Smith’s outdoor classroom includes an expansive botanical garden, complete with walking paths, a coy pond, an amphitheater and butterfly and memorial gardens.

“First-grade curriculum focuses on life cycles of butterflies, frogs, plants and the four seasons, which we can teach by walking out into our nature garden,” Taylor said.

Students love to discover and identify caterpillars and their host plants and to put the insects into butterfly tower habitats to develop, she said.

“They then watch these caterpillars turn into chrysalises, and later, they excitedly release butterflies back into nature,” Taylor said.

First-grader Bradley Alvarado, 7, said the entire process takes time, to include when a butterfly emerges from its chrysalis.

“If it happens really quickly and they don't dry their wings, they might not fly because their wings might be too wet,” Bradley said.

Students likewise each grew milkweed to take home as Mother’s Day gifts and to contribute to rebuilding the monarch’s ecosystem and population in their home gardens, Taylor said.


Older grade levels may explore the gardens on their own, using signage for self-guided tours, said Susan Jones, who taught first grade at Smith for 35 years prior to retiring in 2021. The school’s pre-K through fifth-grade teachers can also create curriculum-based scavenger hunts and grade-specific lessons to help all of Smith’s students get the most out of the outdoor classroom.

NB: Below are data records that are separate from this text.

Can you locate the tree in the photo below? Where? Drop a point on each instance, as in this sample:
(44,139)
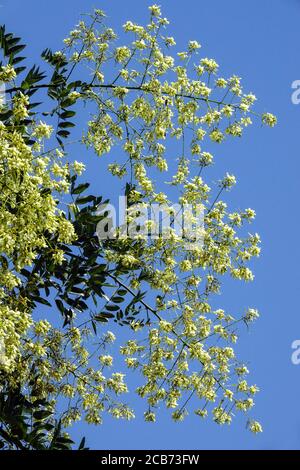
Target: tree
(159,288)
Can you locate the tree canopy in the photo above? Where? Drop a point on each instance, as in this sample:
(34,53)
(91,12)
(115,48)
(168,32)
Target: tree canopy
(140,103)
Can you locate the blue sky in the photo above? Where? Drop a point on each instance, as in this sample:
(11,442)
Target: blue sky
(259,41)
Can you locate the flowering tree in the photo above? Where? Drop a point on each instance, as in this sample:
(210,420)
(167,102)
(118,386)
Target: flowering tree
(140,101)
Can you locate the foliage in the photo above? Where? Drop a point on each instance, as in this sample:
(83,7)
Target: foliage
(144,103)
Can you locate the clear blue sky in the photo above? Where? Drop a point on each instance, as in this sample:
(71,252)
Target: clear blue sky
(259,41)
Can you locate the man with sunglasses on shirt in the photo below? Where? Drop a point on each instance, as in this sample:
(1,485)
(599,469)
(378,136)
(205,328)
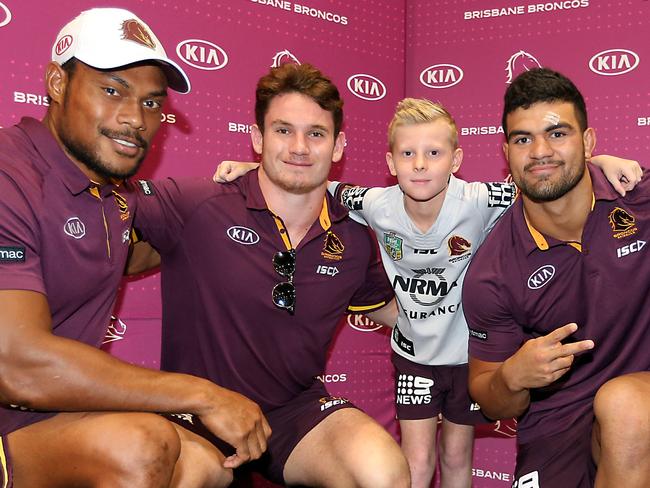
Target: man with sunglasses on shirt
(255,278)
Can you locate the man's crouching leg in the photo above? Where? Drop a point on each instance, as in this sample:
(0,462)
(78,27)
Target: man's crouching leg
(348,449)
(621,440)
(96,449)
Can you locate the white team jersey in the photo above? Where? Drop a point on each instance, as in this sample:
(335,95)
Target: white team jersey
(427,269)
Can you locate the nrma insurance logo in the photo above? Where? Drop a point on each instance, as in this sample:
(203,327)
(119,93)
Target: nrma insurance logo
(201,54)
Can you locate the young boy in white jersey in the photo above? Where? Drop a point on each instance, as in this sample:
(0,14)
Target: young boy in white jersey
(428,227)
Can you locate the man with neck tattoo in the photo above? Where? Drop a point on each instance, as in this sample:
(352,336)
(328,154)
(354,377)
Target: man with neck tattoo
(557,301)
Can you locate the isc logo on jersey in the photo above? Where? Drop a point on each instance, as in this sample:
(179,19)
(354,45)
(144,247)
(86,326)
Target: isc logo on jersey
(630,248)
(413,390)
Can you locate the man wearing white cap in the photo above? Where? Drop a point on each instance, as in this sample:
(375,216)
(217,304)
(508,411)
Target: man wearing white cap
(70,414)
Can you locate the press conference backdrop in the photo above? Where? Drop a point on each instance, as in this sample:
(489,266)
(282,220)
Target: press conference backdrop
(461,53)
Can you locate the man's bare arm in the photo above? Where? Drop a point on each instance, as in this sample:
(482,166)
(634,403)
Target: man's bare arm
(503,389)
(142,258)
(386,315)
(42,371)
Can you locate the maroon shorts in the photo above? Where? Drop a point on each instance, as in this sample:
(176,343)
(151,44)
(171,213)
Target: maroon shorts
(559,460)
(6,480)
(423,392)
(290,423)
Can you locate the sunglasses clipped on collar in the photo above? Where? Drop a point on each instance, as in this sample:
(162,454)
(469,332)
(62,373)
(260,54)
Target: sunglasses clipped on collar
(284,294)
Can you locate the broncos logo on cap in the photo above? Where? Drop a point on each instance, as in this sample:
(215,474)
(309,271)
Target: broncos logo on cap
(136,32)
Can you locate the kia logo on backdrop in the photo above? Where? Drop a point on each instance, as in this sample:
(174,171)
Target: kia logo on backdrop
(5,15)
(202,54)
(366,86)
(441,76)
(613,62)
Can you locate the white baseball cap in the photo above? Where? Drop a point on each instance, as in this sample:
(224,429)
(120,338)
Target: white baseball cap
(109,38)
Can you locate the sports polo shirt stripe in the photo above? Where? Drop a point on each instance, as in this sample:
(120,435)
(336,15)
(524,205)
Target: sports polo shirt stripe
(3,466)
(217,244)
(516,290)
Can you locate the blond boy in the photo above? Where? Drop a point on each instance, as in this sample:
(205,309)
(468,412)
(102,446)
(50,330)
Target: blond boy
(429,226)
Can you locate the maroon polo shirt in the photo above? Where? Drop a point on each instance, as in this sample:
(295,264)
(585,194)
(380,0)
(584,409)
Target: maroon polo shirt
(217,244)
(60,235)
(523,285)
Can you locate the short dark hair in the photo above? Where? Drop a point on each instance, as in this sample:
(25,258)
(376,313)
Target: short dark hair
(298,78)
(543,85)
(70,66)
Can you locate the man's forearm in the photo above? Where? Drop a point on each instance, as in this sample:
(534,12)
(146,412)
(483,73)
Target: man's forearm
(67,375)
(498,399)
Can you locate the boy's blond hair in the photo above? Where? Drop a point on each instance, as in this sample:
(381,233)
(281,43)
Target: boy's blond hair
(411,111)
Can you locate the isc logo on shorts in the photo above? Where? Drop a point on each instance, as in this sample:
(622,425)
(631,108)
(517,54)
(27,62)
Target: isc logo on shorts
(329,402)
(529,480)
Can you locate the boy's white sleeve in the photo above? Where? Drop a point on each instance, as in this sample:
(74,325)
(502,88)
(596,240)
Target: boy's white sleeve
(494,199)
(359,200)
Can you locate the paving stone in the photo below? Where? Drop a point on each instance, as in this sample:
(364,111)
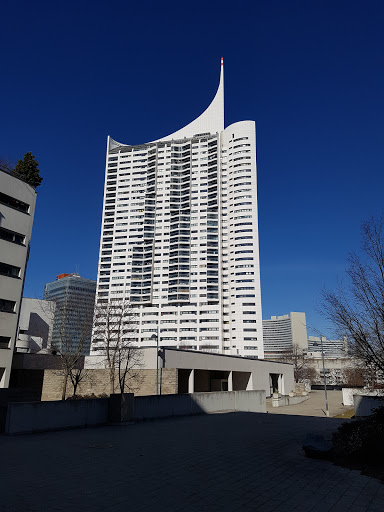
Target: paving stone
(224,462)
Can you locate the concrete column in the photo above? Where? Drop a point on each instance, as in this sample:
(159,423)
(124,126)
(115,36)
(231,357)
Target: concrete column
(230,381)
(191,382)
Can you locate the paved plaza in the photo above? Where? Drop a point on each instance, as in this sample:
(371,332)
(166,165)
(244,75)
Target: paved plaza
(315,406)
(219,462)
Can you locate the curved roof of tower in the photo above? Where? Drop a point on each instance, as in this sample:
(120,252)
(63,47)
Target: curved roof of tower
(210,121)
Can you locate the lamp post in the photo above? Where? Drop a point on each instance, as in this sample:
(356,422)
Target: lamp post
(325,379)
(156,336)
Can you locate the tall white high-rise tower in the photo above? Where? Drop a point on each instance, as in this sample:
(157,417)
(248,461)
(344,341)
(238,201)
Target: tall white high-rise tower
(180,236)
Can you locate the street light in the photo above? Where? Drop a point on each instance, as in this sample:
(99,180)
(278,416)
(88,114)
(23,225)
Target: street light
(325,378)
(156,337)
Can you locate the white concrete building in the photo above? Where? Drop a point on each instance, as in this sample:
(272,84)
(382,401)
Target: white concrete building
(17,208)
(180,236)
(282,332)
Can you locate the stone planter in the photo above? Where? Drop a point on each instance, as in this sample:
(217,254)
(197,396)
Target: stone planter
(121,408)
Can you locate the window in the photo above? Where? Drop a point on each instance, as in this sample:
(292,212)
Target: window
(14,203)
(9,270)
(4,342)
(12,236)
(7,306)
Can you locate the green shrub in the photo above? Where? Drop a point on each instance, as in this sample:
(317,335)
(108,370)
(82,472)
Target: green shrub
(361,440)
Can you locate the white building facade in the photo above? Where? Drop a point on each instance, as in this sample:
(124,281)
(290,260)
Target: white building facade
(17,209)
(179,236)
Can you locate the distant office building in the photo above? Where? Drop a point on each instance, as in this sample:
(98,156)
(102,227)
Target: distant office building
(35,325)
(332,348)
(17,208)
(75,298)
(180,236)
(280,333)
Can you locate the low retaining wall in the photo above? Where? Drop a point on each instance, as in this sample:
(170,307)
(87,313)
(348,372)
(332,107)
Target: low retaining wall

Development of the outdoor learning space is continuous and began in 1996, Jones said. It’s one of the largest outdoor classrooms in Arkansas with a 15,000-square-foot teaching space featuring more than 100 species of plants, trees, shrubs and flowers.

Classroom growth has been funded through about $52,000 in grants, some $50,000 in personal donations, as well as in-kind community partner donations, Jones said. School staff, students and volunteers, such as Jones, maintain the gardens throughout the year.

“The outdoor classroom is truly my happy place. I've enjoyed designing and building it throughout the years, and spending time with children has been a joy,” Jones said. “I feel like the luckiest person in the world to have had the friends, principals, teachers and students who have lent me a helping hand throughout the years.”